Suona la sveglia, mi affaccio alla vita in una fredda mattina di ottobre.
Fuori le prime tracce d’autunno: cielo grigio e nuvoloso, qualche goccia di pioggia.
Esco di casa, cammino veloce nell’aria pungente, salgo in macchina e mi immetto nel traffico nervoso di Bologna, verso una giornata lavorativa come tante.
Alla radio passa “The sound of sunshine” di Michael Franti, alzo il volume, mi immergo nella musica, sospendo i pensieri.
Here I am, just waiting on this storm to pass me by…
Ferma al semaforo guardo la vita che scorre fuori dal finestrino, il frenetico movimento di cose e persone, il fluire della normalità.
Una signora anziana aspetta l’autobus riparandosi sotto un ombrello rosso, un ragazzo fa jogging passandole accanto, un taxi attraversa l’incrocio e si allontana veloce.
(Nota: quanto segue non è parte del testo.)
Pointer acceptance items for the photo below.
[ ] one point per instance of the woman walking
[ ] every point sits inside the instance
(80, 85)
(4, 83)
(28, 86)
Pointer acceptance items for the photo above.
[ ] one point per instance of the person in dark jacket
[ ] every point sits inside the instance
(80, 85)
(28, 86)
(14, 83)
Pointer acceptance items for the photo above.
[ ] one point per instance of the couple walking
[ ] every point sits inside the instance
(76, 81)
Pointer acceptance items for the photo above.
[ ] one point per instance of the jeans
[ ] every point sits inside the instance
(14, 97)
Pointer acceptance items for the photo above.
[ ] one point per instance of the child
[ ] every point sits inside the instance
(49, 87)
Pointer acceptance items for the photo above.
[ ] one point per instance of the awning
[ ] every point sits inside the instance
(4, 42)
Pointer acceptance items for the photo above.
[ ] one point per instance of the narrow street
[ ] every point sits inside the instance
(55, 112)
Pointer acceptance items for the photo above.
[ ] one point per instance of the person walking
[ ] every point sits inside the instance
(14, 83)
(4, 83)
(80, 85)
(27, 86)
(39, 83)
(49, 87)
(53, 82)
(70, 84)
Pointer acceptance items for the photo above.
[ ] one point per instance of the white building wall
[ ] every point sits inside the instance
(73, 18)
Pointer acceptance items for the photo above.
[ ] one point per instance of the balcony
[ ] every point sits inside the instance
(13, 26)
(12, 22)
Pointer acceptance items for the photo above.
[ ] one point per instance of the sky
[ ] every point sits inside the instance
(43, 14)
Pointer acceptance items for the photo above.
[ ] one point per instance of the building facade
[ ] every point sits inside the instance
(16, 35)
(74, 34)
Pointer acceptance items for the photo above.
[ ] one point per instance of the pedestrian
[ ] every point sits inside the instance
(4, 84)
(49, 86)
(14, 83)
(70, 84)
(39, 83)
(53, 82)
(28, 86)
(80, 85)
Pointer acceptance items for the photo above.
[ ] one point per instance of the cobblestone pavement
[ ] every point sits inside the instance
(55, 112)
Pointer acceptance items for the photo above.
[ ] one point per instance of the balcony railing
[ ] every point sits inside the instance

Scatta il verde, ingrano la marcia, svolto a destra e la quotidianità, con l’incalzare della sua rassicurante consuetudine, si interrompe all’improvviso.
Un ragazzo in scooter si avvicina in senso opposto ma perde il controllo del mezzo: il suo corpo, scagliato in aria, atterra sull’asfalto con un rumore sordo.
La ruota della macchina si ferma ad un passo dal suo capo riverso al suolo.
Il silenzio avvolge ogni cosa, in un mondo ovattato la cui frenesia sembra un ricordo lontano, sospeso nel tempo.
Mi avvicino, è vivo, respira e io con lui.
Il cielo, umido e tetro, è comunque bellissimo.